Sublinear Algorithm And Lower Bound For Combinatorial Problems

As the scale of the problems we want to solve in real life becomes larger, the input sizes of the problems we want to solve could be much larger than the memory of a single computer. In these cases, the classical algorithms may no longer be feasible options, even when they run in linear time and linear space, as the input size is too large. In this thesis, we study various combinatorial problems in different computation models that process large input sizes using limited resources. In particular, we consider the query model, streaming model, and massively parallel computation model. In addition, we also study the tradeoffs between the adaptivity and performance of algorithms in these models.We first consider two graph problems, vertex coloring problem and metric traveling salesman problem (TSP). The main results are structure results for these problems, which give frameworks for achieving sublinear algorithms of these problems in different models. We also show that the sublinear algorithms for (∆ + 1)-coloring problem are tight. We then consider the graph sparsification problem, which is an important technique for designing sublinear algorithms. We give proof of the existence of a linear size hypergraph cut sparsifier, along with a polynomial algorithm that calculates one.
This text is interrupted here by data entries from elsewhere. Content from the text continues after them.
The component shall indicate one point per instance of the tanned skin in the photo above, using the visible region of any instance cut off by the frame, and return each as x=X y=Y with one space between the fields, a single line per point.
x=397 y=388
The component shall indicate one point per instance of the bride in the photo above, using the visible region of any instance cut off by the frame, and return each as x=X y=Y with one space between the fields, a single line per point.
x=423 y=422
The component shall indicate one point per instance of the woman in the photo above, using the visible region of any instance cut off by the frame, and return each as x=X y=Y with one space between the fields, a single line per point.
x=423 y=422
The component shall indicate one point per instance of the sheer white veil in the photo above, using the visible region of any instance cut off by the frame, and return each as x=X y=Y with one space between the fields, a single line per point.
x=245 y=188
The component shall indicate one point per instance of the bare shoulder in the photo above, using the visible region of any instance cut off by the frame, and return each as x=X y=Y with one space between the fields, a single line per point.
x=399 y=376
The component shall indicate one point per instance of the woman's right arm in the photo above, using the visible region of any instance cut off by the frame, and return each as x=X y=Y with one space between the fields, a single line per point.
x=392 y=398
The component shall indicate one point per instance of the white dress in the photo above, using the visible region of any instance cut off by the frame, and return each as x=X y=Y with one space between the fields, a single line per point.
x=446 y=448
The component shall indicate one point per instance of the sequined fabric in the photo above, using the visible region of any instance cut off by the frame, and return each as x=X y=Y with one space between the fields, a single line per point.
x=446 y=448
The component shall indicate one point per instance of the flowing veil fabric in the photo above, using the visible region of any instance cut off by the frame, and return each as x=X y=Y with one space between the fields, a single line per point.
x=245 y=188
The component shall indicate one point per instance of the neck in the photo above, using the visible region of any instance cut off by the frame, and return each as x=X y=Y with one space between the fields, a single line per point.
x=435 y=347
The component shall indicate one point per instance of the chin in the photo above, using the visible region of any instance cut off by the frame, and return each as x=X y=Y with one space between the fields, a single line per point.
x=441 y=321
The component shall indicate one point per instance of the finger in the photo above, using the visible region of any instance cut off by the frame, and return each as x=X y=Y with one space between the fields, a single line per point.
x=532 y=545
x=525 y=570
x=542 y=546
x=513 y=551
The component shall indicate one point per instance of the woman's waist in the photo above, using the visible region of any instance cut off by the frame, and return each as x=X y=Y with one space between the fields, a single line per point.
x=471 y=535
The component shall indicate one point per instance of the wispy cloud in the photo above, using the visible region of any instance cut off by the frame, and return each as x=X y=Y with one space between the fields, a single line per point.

We also consider sublinear algorithms for this problem in the streaming and query models. Finally, we study the round complexity of submodular function minimization (SFM). In particular, we give a polynomial lower bound on the number of rounds we need to compute s − t max flow - a special case of SFM - in the streaming model. We also prove a polynomial lower bound on the number of rounds we need to solve the general SFM problem in polynomial queries.